This incident is the single, scummiest thing I have seen the GOP do all year. They are putting their own lobbyist buddies above our own children and therefore our future. These guys are scumbags to the highest degree and deserve impeachment.
Grrrrr! >:-(
Barky:
To give discredit where it is due, the Democrats did their share, too.
These industries and the pols that serve them are shameless. How come we can’t come up with a way to punish them? They aren’t even bothering to hide it anymore. They are mandating pizza as meeting requirements and the AG Board says that they are looking out for us. Someone just gave me a pinto and told me its a corvette. That person is lying to me.
I just find it amazing that Americans expect government to set rules for everyone to follow and expect positive results when our government can not add 1+1 and come up with 2.
When did it become governments responsibility to tell people what their kids can and can not eat? If they are eating properly at home, pizza for lunch will not harm them. If they get 1-2 hours of exercise a day, pizza will not harm them.
And for those that say the poor can not afford healthy meals, how did the poor raise healthy children for many years before government got involved. Just look in the store and you can find many things healthy that do not cost an arm and a leg. Beans for one, but who wants to eat beans anymore?
How they raise healthy kids you ask? Good down home cooked meals, exercise, no TV, No Game Boys, No Internet just get the hell out of my kitchen and go play. Baseball, basketball and football were all means of keeping weight down. And then, don’t forget the chores that were required by all in the family.
But we live in another century where parents look to others to raise their kids because they have other things more important and government is a good alternative, even if regulators can’t tell their butt from a hole in the ground.
RP
LOL Hows Wally and the Beaver doing.Better watch out or Eddie Haskell will show your kids bad things on the Internet.
RP, missing the point.
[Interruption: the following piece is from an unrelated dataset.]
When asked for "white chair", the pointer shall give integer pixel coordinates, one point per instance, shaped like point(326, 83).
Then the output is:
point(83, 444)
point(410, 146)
It’s not about “should the government provide”, it’s “the government will provide but we’ll provide with utter garbage that will kill you in the long run and you’ll like it because our lobbyist brethren told us what to provide despite for what you are actually asking for simply because they are funding our campaign and you are not.”
They could very easily provide decent meals at the same cost, but they chose death.
Oh, and death is the choice: http://www.who.int/mediacentre/factsheets/fs311/en/
You mean kids will now be able to eat what they’ve been eating all along? Oh, the horror!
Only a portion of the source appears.